The Company That Makes The U.S. Border’s Licence Plate Scanners Has Been Hacked

Perceptics, the firm that bills itself as “the sole provider of stationary LPRs” (licence plate readers) at border crossing lanes for privately owned vehicles in the U.S., has been hacked. Tens of thousands of its internal files are now reportedly floating around the dark web for anyone to download.

According to The Register, which broke the story yesterday, the hack was carried out by a person of group using the alias “Boris Bullet-Dodger.”

It’s believed Boris also hacked a vendor by the name of CityComp last month, leaking customer data after the firm opted not to pay a ransom. Perceptics has confirmed the breach, but it’s unclear if Perceptics’s now-public data was also the result of a failed ransom.

In total, the exfiltrated data contained around 65,000 “file names and accompanying directories,” according to the Register. Beyond internal documentation and financial information, some of the filetypes suggested the contents included location data, as well as images which could be licence plate scans themselves.

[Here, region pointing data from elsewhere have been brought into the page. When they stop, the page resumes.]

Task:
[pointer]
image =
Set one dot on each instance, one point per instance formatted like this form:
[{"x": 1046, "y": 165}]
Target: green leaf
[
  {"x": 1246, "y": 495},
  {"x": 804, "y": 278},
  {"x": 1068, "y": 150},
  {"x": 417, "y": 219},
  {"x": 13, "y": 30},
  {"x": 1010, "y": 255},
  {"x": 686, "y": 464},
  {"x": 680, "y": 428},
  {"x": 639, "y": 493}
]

Whether these are scans made by actual clients, government or otherwise, is unknown. Casey Self, Perceptics’s director of marketing, declined to answer specific questions, responding to an email from Gizmodo by writing, “All I can say is that the investigation is ongoing.”

Among those clients are U.S. Customs and Border Protection and the DEA.

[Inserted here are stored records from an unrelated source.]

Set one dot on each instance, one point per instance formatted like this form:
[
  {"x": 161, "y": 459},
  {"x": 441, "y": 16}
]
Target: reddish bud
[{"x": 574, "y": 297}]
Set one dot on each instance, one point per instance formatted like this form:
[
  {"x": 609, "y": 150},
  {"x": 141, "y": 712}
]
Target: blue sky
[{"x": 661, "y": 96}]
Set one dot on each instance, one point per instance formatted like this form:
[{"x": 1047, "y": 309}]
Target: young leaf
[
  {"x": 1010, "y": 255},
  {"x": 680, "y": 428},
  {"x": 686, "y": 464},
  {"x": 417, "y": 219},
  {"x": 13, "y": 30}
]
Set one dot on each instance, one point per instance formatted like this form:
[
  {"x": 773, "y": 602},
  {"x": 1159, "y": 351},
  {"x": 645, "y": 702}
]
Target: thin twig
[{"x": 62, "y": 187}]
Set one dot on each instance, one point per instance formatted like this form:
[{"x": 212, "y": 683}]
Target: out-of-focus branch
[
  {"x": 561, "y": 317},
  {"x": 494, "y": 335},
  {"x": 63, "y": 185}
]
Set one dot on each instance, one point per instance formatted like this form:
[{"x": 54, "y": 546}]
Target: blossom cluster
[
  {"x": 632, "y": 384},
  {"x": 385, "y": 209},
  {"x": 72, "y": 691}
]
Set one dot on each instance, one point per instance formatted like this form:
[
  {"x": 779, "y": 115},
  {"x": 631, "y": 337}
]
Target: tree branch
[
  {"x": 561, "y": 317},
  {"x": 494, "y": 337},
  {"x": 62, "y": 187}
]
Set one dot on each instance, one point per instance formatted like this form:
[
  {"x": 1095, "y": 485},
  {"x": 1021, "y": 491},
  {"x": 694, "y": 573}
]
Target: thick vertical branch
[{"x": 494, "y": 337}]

While licence plate captures might seem relatively benign, when cross-referenced against other databases, they can be used to track the movements of individuals with alarming specificity. And while LPRs are deployed at seemingly natural security checkpoints—like borders—they’ve also seen use in domestic surveillance, such as in California’s Sacramento County, where officials tracked the movements of welfare recipients.

In 2013, the ACLU argue that “All [licence plate] data is investigatory.”

The Register notes that, in addition to a trove of potentially sensitive data, a number of music files were included in the data dump:

Among the songs: Superstition, by Stevie Wonder, and Wannabe by Spice Girls, and a variety of AC/DC and Cat Stevens songs.

Not exactly the soundtrack to the panopticon we’d imagined.